The study find that the inhibition of phosphorylation of collapsing response mediator protein 2 (CRMP2), a microtubule-binding protein; suppresses degeneration of nerve fibers and promotes its regeneration after optic nerve injury. The findings of this study; recently published online in Scientific Reports; could be translate into the development of novel treatments for patients with optic neuropathies; such as traumatic injury and glaucoma.

Nerve fibers and promotes

When diagnosed with glaucoma; blind spots develop in the visual field and lead to blindness as the optic nerve deteriorates. Such deterioration and loss of function of nerve fibers; or axonal degeneration, also occur in traumatic nerve injury and neurological diseases; such as Alzheimer’s disease and ALS.

Currently, methods for completely repairing the retina, spinal cord, and other parts of the central nervous system after injury or degeneration do not exist because axonal regeneration is restricted by inhibitory factors. In past studies; potential mechanisms which inhibit axonal regeneration have been find; and addressing these mechanisms are thought to bring scientists a step closer in developing new therapeutics for damage to the central nervous system.

Function of nerve fibers

The CRMP2 protein molecule functions to stabilize microtubules; which provide structural support for the central nervous system at the neuronal cellular level and promote polymerization by binding to tubulin dimers.
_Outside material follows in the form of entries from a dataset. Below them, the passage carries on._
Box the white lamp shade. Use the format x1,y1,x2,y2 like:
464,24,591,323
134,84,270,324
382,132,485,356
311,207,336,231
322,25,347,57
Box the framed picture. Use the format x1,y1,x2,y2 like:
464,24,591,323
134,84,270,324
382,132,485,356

However; these functions are prevent by various kinases through phosphorylation, a mechanism regulating neuronal proteins.
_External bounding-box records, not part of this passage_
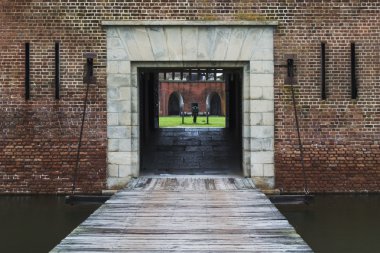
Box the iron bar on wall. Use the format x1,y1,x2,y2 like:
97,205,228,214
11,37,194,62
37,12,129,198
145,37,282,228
54,42,60,99
25,42,30,100
351,42,358,99
321,42,326,100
“In our previous study, what we did was to develop CRMP2 knock-in mice and genetically inhibit its CRMP2 phosphorylation,” explains Professor Ohshima. “As a result; the CRMP2 knock-in mice showed promotion of axonal regeneration after a spinal cord injury. From this; we hypothesized that the same phenomenon could also be observed after optic nerve injury.”

To investigate, the scientists compared the degeneration and regeneration of the optic nerve between wild type and CRMP2 knock-in mice after an optic nerve injury introduced by an optic nerve crush, a procedure in which the left optic nerve was exposed and crushed for 5 seconds with a tweezer at a site approximately 1mm behind the eye’s globe.

Provide structural support

They find that destabilization and depolymerization of microtubules after an optic nerve crush injury is suppress in CRMP2 knock-in mice, and the loss of retinal ganglion cells, the projection neuron of the eye, was also reduce. The research team also observe that the protein level of GAP43, a molecular marker for axonal regeneration, was higher in the optic nerve from CRMP2 knock-in mice than that from wild type mice 4 weeks after the optic nerve crush.

Additionally, the number of axons increased in the optic nerve after the optic nerve crush in CRMP2 knock-in mice. “Our experimental data indicate that inhibition of CRMP2 phosphorylation will be a novel approach to the development of treatments for human optic nerve injuries, but further study will be necessary for practical application,” says Professor Ohshima.